Papers
Topics
Authors
Recent
Search
2000 character limit reached

BEHAVIOR Vision Suite Overview

Updated 4 February 2026
  • BEHAVIOR Vision Suite is a modular platform comprising open-source toolkits and synthetic data generators for advanced computer vision and embodied AI research.
  • It integrates a high-fidelity asset library and simulation frameworks that allow precise parameterization, controlled experiments, and robust evaluations.
  • The suite supports multi-modal outputs and sim-to-real transfer studies, making it essential for benchmarking object recognition, segmentation, and state prediction.

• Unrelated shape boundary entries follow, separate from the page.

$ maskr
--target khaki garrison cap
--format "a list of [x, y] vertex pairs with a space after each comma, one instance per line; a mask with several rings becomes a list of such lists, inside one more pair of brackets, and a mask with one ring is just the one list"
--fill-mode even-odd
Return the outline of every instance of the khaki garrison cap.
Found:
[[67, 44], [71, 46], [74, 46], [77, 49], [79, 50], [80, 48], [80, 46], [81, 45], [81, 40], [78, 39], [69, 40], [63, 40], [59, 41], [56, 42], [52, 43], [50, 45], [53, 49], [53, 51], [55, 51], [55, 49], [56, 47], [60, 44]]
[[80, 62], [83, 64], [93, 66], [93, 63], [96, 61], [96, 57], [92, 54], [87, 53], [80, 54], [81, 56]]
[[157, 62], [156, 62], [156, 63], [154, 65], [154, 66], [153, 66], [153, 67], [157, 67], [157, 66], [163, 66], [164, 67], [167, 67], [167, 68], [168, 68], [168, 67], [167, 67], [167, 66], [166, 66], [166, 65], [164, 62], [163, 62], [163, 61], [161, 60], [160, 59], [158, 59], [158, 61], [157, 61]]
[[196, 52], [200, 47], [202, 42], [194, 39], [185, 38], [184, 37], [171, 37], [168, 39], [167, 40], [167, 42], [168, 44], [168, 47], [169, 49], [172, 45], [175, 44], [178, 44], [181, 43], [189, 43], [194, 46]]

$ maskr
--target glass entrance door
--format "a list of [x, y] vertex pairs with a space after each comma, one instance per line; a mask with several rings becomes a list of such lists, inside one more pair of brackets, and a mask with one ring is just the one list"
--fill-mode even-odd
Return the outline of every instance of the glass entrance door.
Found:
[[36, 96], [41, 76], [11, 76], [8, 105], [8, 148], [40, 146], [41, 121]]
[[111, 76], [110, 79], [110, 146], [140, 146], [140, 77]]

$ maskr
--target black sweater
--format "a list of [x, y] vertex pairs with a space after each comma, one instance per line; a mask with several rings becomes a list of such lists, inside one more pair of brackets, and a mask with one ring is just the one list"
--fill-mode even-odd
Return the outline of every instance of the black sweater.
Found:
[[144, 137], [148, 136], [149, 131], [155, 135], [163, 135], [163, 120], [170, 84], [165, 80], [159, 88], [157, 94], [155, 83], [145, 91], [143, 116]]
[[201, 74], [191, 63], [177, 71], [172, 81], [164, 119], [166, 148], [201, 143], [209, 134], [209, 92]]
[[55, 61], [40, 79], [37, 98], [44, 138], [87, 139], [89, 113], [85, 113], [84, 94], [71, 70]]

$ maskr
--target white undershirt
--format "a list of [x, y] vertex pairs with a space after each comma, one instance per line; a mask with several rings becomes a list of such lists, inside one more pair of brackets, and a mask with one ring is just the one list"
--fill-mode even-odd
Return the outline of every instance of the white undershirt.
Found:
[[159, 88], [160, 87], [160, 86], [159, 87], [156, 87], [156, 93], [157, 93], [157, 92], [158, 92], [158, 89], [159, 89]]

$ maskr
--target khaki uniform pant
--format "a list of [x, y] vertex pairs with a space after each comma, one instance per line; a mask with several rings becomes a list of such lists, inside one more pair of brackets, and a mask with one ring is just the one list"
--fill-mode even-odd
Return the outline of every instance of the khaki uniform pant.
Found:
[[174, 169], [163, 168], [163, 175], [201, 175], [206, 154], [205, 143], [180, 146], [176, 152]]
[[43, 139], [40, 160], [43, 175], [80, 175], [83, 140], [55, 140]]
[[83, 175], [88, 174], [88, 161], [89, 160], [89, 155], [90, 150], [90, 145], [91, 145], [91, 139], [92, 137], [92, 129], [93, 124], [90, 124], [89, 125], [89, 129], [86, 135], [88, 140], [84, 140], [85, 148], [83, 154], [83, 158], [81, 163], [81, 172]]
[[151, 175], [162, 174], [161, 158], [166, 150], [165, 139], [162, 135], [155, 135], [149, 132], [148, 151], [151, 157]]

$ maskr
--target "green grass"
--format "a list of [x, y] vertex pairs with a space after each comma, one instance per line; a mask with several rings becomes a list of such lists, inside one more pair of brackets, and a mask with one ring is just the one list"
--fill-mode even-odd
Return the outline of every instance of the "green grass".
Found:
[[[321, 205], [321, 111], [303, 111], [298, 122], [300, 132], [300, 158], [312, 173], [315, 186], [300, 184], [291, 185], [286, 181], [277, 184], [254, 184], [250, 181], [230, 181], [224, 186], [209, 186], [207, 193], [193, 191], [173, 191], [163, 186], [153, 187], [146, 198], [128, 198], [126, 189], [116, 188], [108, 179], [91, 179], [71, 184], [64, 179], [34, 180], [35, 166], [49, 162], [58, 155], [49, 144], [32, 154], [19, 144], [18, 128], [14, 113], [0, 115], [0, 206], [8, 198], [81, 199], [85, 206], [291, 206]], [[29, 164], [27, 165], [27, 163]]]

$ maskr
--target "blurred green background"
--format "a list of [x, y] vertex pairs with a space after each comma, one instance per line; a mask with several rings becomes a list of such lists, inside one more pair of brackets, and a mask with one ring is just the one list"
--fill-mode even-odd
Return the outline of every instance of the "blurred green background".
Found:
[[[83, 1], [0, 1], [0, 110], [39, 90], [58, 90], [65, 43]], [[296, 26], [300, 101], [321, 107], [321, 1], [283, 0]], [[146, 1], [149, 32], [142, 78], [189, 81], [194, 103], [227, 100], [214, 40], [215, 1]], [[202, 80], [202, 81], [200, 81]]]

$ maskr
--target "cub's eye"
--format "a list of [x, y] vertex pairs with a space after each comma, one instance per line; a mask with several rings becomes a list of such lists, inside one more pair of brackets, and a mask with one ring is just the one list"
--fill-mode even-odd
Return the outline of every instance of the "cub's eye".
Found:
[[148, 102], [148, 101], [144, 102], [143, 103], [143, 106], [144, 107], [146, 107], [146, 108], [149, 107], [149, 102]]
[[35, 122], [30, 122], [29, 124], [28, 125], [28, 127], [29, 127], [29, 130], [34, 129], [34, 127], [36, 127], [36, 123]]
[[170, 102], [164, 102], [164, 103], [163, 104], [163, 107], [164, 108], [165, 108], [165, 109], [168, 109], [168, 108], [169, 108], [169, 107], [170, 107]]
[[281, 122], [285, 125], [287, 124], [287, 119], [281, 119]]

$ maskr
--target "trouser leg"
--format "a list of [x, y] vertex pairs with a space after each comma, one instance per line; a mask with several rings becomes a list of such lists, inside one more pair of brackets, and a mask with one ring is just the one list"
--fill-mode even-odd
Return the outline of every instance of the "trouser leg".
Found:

The BEHAVIOR Vision Suite (BVS) refers to a family of open-source toolkits, synthetic data generation platforms, model integration frameworks, and evaluation pipelines designed for systematic research in computer vision, behavioral analysis, and embodied AI. BVS architectures are characterized by high modularity, extensive parameterization capabilities, and support for real, synthetic, and simulation-based data at varying scales of complexity, enabling controlled experiments on recognition, robustness, and transfer. The suite’s core is built atop the BEHAVIOR-1K asset library and NVIDIA Omniverse-based simulation, supporting the exploration and benchmarking of vision algorithms in diverse, well-annotated domains (Ge et al., 2024).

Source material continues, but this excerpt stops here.